Monday, August 30, 2010

Medicated Weekend is a Bust.

My experiment in medicating on the weekend was a magnificent failure. I am setting up my home office and wanted to be more capable of getting stuff done than usual. So I figured, let's see what happens.

Well. I did absolutely get more stuff done than usual. But at what price?

I picked up ChowderGirl from a birthday party yesterday where they had a big water slide. The mom saw I had a swim suit on (I had been painting) and said "You can go on if you want." But instead of just doing it, I thought about it and decided to be a grown up.

I ended up having to go down the hill to the slide and fetch ChowderGirl (why doesn't she just come up when it is time to leave?). She asked me when I got there if I would PLEASE go down the slide with her, three of her friends all joined in and said YEAH YEAH YEAH DO IT!

I didn't do it. And I regret it. First, because it would have been fun. But also because in the car later, ChowderGirl asked me why I didn't do it. And said "You usually do things like that. You're not like other moms that way." in a disappointed voice.
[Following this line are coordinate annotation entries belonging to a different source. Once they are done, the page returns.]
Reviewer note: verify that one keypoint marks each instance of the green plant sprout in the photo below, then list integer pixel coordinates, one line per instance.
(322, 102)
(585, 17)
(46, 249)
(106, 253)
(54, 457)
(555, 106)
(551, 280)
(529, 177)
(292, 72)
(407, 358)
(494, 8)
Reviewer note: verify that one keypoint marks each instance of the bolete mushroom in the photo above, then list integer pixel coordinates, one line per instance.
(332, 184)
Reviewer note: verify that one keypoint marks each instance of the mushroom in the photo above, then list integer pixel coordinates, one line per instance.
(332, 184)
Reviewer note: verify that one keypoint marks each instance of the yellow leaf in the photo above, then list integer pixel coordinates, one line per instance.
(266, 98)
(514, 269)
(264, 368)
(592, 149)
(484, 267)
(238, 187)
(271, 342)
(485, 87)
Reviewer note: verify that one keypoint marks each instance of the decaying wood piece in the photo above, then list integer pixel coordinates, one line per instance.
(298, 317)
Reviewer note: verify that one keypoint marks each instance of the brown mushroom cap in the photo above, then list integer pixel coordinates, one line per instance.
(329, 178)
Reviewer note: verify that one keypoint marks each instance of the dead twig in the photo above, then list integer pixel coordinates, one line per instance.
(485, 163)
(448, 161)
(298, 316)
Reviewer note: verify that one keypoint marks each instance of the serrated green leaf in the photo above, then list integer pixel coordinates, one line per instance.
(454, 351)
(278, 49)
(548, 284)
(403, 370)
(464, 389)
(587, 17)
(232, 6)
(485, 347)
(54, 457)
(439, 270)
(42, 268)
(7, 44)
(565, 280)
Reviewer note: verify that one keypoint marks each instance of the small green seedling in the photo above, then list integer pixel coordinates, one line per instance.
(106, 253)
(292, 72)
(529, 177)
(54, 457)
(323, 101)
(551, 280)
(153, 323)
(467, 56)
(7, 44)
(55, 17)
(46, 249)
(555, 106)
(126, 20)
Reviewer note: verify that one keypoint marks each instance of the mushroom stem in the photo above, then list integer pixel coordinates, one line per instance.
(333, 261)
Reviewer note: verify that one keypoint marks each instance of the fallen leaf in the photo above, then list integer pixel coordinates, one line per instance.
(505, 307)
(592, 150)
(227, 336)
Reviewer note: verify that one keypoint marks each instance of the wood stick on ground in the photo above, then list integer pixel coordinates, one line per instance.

Now, this isn't a story of the woe of my poor daughter who has lost some grand opportunity to have some fun. She's fine.

But she was right! That is part of who I am. And I don't think I want that me to disappear all the time. I picked her up from the party on time and without any great stress or struggle, but I didn't do the water slide :(

1 comment:

  1. I climbed a bridge in Sydney and I'm totally not someone who normally does stuff like that. So maybe sometimes we do stuff we don't normally do... and maybe sometimes we don't.

    Or something.

    Just blame Mercury Retrograde.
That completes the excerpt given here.